Theodore Kovaleff - Analyst
No possibilities of any FDIC assistance or anything on that order?
Paul Pantozzi - Chairman, CEO
We really haven't seen anything in market that interests us.
Operator
Matthew Breese, Stern Agee.
Matthew Breese - Analyst
Quick question on the $1.6 million increase, how much of that was exactly from the increase in equity fund holdings?
Linda Niro - EVP, CFO
$1.6 million increase in non-interest income?
Theodore Kovaleff - Analyst
Yes.
Linda Niro - EVP, CFO
Virtually all of it or a vast majority of it. Hang on one second, we'll get that for you. Yes, about $800,000 in the quarter versus trailing quarter. Versus last year, it's about $2 million, $2.1 million.

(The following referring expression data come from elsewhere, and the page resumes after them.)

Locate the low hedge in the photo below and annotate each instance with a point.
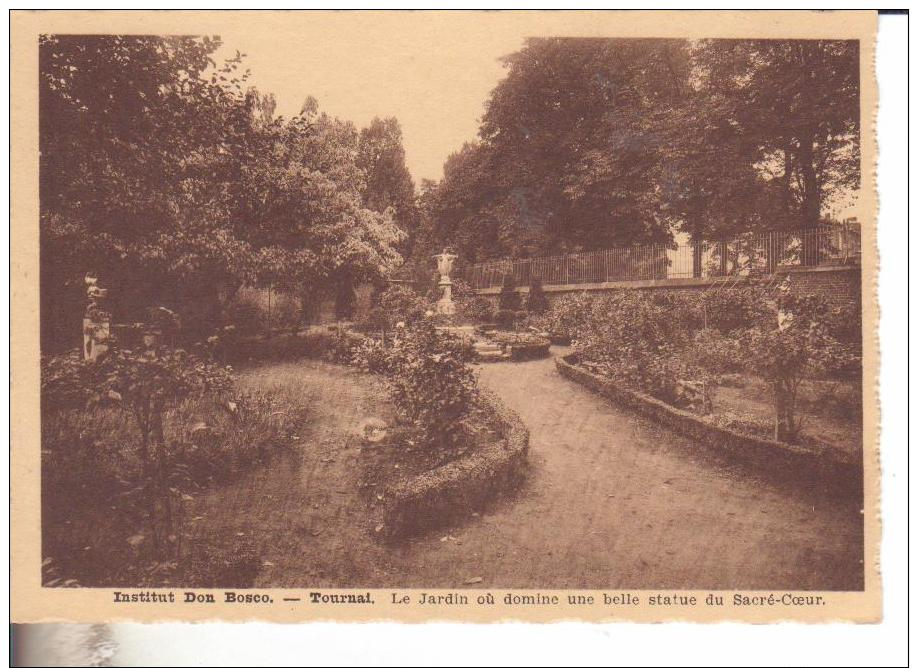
(449, 493)
(791, 462)
(529, 351)
(331, 345)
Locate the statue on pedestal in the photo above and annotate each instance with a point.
(445, 305)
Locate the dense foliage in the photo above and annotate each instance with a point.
(429, 379)
(162, 173)
(599, 143)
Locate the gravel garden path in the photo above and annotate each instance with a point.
(611, 501)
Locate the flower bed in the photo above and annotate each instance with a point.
(792, 462)
(449, 493)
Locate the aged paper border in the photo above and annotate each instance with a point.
(30, 602)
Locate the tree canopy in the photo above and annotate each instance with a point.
(594, 143)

Theodore Kovaleff - Analyst
$2.1 million. And then similarly, there's other income gain of $740,000 and you would attribute that to a gain on sale of loans and I'm just wondering, could you quantify that as well?
Linda Niro - EVP, CFO
For six months versus last year?
Theodore Kovaleff - Analyst
For the quarter.
Linda Niro - EVP, CFO
For the quarter, it's just the origination and sale of 30-year. And for the quarter, it is -- hang on one second. Hang on, we're just going to get it for you.
Theodore Kovaleff - Analyst
Okay.
Linda Niro - EVP, CFO
$441,000 in the quarter.
Theodore Kovaleff - Analyst
Okay and then lastly, do you see any cost cuts coming in the coming quarters?
Linda Niro - EVP, CFO
We're always focused on cost cuts. So to the extent that we can, we are constantly undergoing vendor contract evaluations. We are evaluating headcounts and we have had nonrecurring expenses in this quarter of almost $1 million that you're not going to see in the quarters going forward.
Operator
(Operator Instructions) Matthew Breese.
Matthew Breese - Analyst
Sorry about the repeat, guys. Any outlook on interest income?
Linda Niro - EVP, CFO
On interest income? We expect that to increase as we deploy again -- in this excess liquidity that we have, we have got a strong loan pipeline and we expect during the quarter that we will be able to deploy a significant amount of that into the loan portfolio.
Operator
At this time, we show no further questions. Mr. Pantozzi, do you have any closing remarks?
Paul Pantozzi - Chairman, CEO
Yes, I would just like to thank everyone for their participation on this call and for your continued support and I'm sure Chris and Tom look forward to the next call sometime in October. We thank you very much.
Operator
The conference is now concluded. Thank you for attending today's presentation. You may now disconnect.